Under conditions of low oxaloacetate in the liver, acetyl-CoA that cannot be oxidised in the TCA cycle is converted to ketone bodies, which can then be exported for use as fuel in non-gluconeogenetic tissues (e.g. heart, brain).

To avoid this pathway, and the additional enzymes it requires, as well as the enzymes in the receptive tissues which are needed to reverse the pathway and re-produce acetyl-CoA, why does the liver not just export acetyl-CoA directly?

One consideration is an inability to transport acetyl-CoA across membranes, but fatty acyl-CoAs deal with this using a carnitine shuttle across the mitochondrial membrane. Would developing a transport system not, evolutionarily, be a more efficient solution?

  • $\begingroup$ Think. What are the conditions you describe as “low oxaloacetate”? What is the source of the acetylCoA and why is it being produced (rather than stored as fat, for example)? What are the needs of the organism in these circumstances? In other circumstances where acetylCoA might be useful to other tissues, how is the molecule from which it arises exported from the liver? Look at the big picture. $\endgroup$
    – David
    Nov 20, 2019 at 21:59
  • 1
    $\begingroup$ "Low oxaloacetate" will presumably occur mainly when it is being taken out of the TCA cycle, for gluconeogenesis (i.e. in the fasted state). The excess acetyl-CoA in this instance is being produced from beta-oxidation of fatty acids, since lipogenesis is inhibited (high glucagon, low insulin in this state). The organism needs to produce glucose, but also maintain a supply of ATP. Acetyl-CoA can also derive from pyruvate (via pyruvate dehydrogenase). Do you refer to the Cori Cycle, where lactate is returned to the liver, oxidised to pyruvate, and then converted to glucose? $\endgroup$ Nov 21, 2019 at 2:16
  • $\begingroup$ — Ok. You’ve thought about it, but don’t see what I’m driving at. I’ll try to answer your question later today (in a different time zone). $\endgroup$
    – David
    Nov 21, 2019 at 8:28

1 Answer 1


This is simplified version of a complex situation, but in summary:

  • A key role of liver is to control the distribution of metabolic fuel for the other tissues (it always has enough for its own requirements).
  • The way it behaves differs in the fed and fasted states (because of control by hormones and the concentration of metabolites).
  • In the fed state (after storing some sugars as glycogen) the liver will synthesize triglycerides and export them as lipoproteins to the adipose tissue, which will take them up and store them. (Other tissues in the fed state will be able to obtain glucose or fatty acids from the blood.)
  • In fasting and starvation the triglycerides in the adipose tissue will be broken down to fatty acids and glycerol, much of which will be used by tissues such as muscle.
  • The priority of the liver in starvation is to provide fuel for the brain and nervous tissues in the form of glucose, by gluconeogenesis. The substrates for net gluconeogenesis under these conditions include glycerol and some amino acids derived from breakdown of protein.
  • Other amino acids, produced in protein breakdown lead to acetyl CoA, which cannot serve as a precursor for gluconeogenesis. However it can be converted to ketone bodies (acetoacetate and β-hydroxybutyrate) that the brain can use to replace some of its glucose requirement.

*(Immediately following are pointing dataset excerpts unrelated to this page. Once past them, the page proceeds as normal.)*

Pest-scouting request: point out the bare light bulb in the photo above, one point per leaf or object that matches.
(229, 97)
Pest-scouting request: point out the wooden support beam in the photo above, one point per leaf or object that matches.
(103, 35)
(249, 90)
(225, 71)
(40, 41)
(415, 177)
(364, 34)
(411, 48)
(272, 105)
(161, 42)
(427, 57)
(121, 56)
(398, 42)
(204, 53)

With this in mind, it can be seen that the reason for producing ketone bodies is not to generate a molecule that can cross the cell membrane into the blood, but to generate a molecule with special properties, lacking in fatty acids or acetyl CoA, that allows its use by the brain in life-threatening circumstances.

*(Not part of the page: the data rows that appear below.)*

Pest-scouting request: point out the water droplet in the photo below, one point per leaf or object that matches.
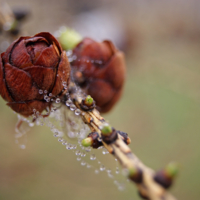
(121, 186)
(102, 168)
(78, 158)
(125, 172)
(72, 107)
(83, 163)
(64, 142)
(117, 170)
(78, 153)
(88, 149)
(22, 146)
(57, 100)
(83, 154)
(31, 124)
(69, 53)
(93, 157)
(100, 140)
(56, 134)
(68, 102)
(47, 99)
(69, 146)
(105, 152)
(77, 112)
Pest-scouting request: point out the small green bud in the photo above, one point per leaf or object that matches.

Of less importance, but worth mentioning, is the fact that citrate is used as an export form of acetyl CoA (when there is sufficient oxaloacetate available), a surrogate role it plays in any case in the transfer of acetyl CoA across the mitochondrial membrane for fatty acid synthesis. So it is not necessary to export acetyl CoA, and perhaps preferable to it keep intracellular.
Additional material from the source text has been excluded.